The following table shows the two most popular types of system memory chips for enthusiast systems, and their typical specifications:
|Popular Enthusiast Memory Types|
|Memory chips||Timings||Clock frequencies||Voltage|
|Winbond BH-5/BH-6/UTT||CL1.5 or 2.0-2-2-5||400-500 MHz||2.5 - 3.8 V|
|Samsung TCC5/TCCD||CL1.5 or 2.0-2-2-5CL2.5 or 3.0-4-4-7/8||400 MHz500-600 MHz||2.5 - 2.9 or 3.0 V|
As you can see, there are some differences between system memories depending on which chips are used. Samsung TCC5/TCCD could be described as flexible when compared to the Winbond chips, as they will work at low clock frequencies and tight timings, as well as at high clock frequencies and more relaxed timings.

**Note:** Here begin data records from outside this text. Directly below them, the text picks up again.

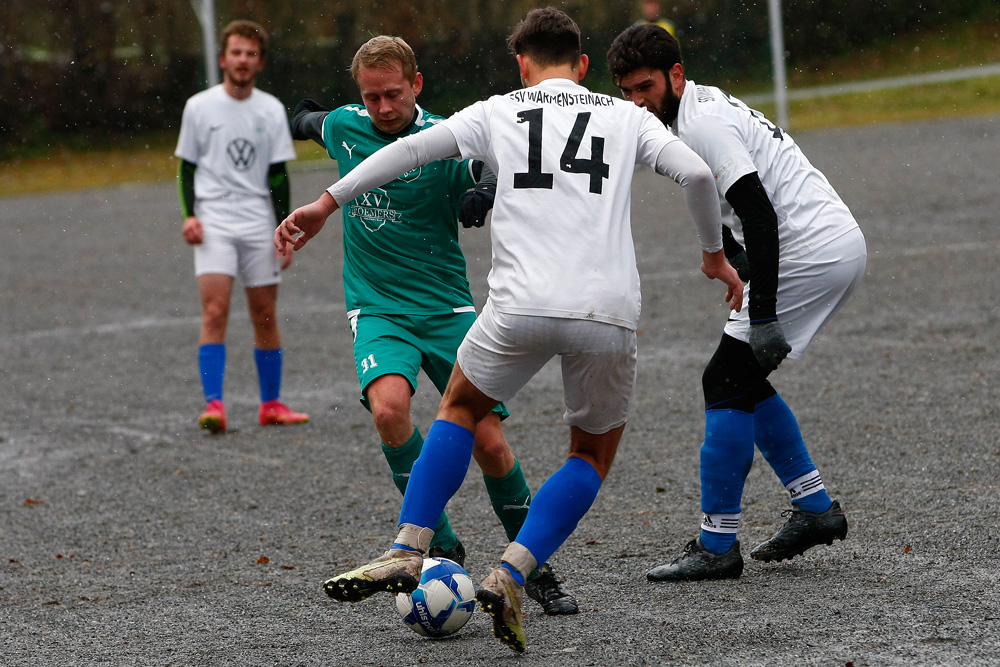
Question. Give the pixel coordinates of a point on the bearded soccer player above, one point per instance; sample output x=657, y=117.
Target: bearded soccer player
x=804, y=255
x=564, y=283
x=405, y=285
x=233, y=145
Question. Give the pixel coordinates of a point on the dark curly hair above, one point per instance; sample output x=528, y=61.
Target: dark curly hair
x=643, y=45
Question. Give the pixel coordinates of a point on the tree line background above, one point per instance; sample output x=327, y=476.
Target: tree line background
x=84, y=72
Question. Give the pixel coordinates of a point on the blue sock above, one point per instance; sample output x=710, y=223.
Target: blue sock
x=437, y=473
x=726, y=456
x=780, y=441
x=558, y=507
x=212, y=367
x=268, y=373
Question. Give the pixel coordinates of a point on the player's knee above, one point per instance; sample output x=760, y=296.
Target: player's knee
x=490, y=450
x=388, y=417
x=215, y=315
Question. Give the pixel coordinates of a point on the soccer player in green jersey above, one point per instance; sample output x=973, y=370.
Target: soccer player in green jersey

However, Winbond chips will reach higher clock frequencies than Samsung chips if you are dead set on using 2.0-2-2-5 timings; this assumes that you have a motherboard capable of supplying them with the voltage they need.

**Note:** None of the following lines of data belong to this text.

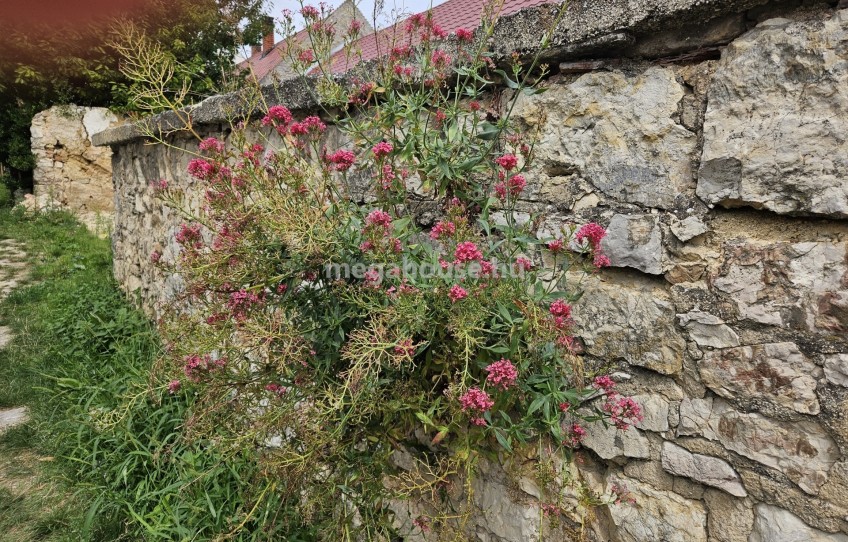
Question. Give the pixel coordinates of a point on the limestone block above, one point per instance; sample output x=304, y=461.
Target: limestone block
x=772, y=523
x=776, y=372
x=705, y=469
x=617, y=132
x=631, y=320
x=798, y=285
x=634, y=241
x=774, y=132
x=802, y=450
x=657, y=515
x=688, y=228
x=708, y=330
x=836, y=369
x=611, y=443
x=728, y=519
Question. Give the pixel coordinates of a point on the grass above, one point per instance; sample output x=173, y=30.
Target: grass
x=69, y=321
x=104, y=456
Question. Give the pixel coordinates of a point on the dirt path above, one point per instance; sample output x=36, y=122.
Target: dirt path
x=13, y=272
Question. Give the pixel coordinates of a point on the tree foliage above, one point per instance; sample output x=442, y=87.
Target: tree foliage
x=43, y=64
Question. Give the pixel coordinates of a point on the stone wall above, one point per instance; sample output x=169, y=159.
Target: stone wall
x=70, y=172
x=717, y=155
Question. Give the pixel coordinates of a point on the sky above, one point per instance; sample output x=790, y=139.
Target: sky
x=390, y=11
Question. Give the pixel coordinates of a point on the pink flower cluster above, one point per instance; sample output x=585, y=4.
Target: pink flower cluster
x=276, y=389
x=277, y=114
x=442, y=229
x=212, y=144
x=467, y=252
x=574, y=435
x=457, y=293
x=502, y=374
x=382, y=149
x=241, y=302
x=507, y=161
x=342, y=160
x=311, y=126
x=463, y=34
x=196, y=365
x=189, y=236
x=623, y=411
x=475, y=402
x=592, y=234
x=378, y=218
x=512, y=187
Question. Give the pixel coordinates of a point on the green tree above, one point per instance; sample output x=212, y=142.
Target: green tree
x=42, y=64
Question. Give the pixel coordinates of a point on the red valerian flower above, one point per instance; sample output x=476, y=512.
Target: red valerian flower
x=555, y=246
x=342, y=160
x=476, y=400
x=467, y=252
x=575, y=435
x=277, y=113
x=457, y=293
x=382, y=149
x=502, y=374
x=560, y=308
x=442, y=229
x=463, y=34
x=592, y=232
x=507, y=161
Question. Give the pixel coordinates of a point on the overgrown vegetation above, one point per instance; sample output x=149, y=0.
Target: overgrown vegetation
x=46, y=61
x=103, y=457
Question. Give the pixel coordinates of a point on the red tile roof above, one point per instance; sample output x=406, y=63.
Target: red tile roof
x=264, y=64
x=450, y=16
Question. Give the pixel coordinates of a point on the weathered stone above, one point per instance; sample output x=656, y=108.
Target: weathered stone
x=728, y=519
x=836, y=369
x=617, y=132
x=12, y=417
x=634, y=241
x=776, y=372
x=802, y=450
x=708, y=330
x=705, y=469
x=688, y=228
x=612, y=443
x=657, y=515
x=776, y=118
x=630, y=319
x=797, y=285
x=654, y=412
x=70, y=171
x=772, y=523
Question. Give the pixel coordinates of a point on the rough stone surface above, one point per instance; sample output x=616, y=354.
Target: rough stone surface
x=728, y=519
x=708, y=330
x=12, y=417
x=634, y=241
x=688, y=228
x=620, y=316
x=776, y=372
x=776, y=113
x=616, y=132
x=836, y=369
x=772, y=523
x=69, y=170
x=802, y=450
x=705, y=469
x=798, y=285
x=612, y=443
x=701, y=299
x=658, y=515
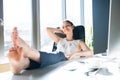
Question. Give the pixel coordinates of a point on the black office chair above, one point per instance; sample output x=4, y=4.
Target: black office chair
x=78, y=33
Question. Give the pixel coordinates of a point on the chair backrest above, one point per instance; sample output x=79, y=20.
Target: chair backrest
x=78, y=33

In practice, you might see 2x 512 MB Winbond memory reaching 250 MHz or as high as 270 MHz at CL2.0-2-2-5 timings, while 2x 512 MB Samsung memory might reach 300 or slightly more at CL2.5-4-3-7, CL2.5-4-4-8 or CL3.0-4-4-8.
Test Memory: G.Skill F1-4400DSU2-1 GBFC
Since we are comparing the relative impact of latency and clock frequency increases, we decided to use memory based on Samsung's TCC5/TCCD. This memory will allow us to use a wider range of settings.
Taiwanese memory maker G.Skill supplied us with two 512 MB sticks of its fairly new F1-4400DSU2-1 GBFC product. It is rated at PC4400 (DDR550) and CL2.5-4-4-8 timings, and is the company's attempt to bring enthusiast performance and overclocking to the mainstream market.
Performance will obviously vary from module to module, and will also depend on the motherboard, BIOS version, BIOS settings and CPU used. In our case, stable operation was possible in the range from 2.0-2-2-6 at 203 MHz to 2.5-4-3-7 at 300 MHz.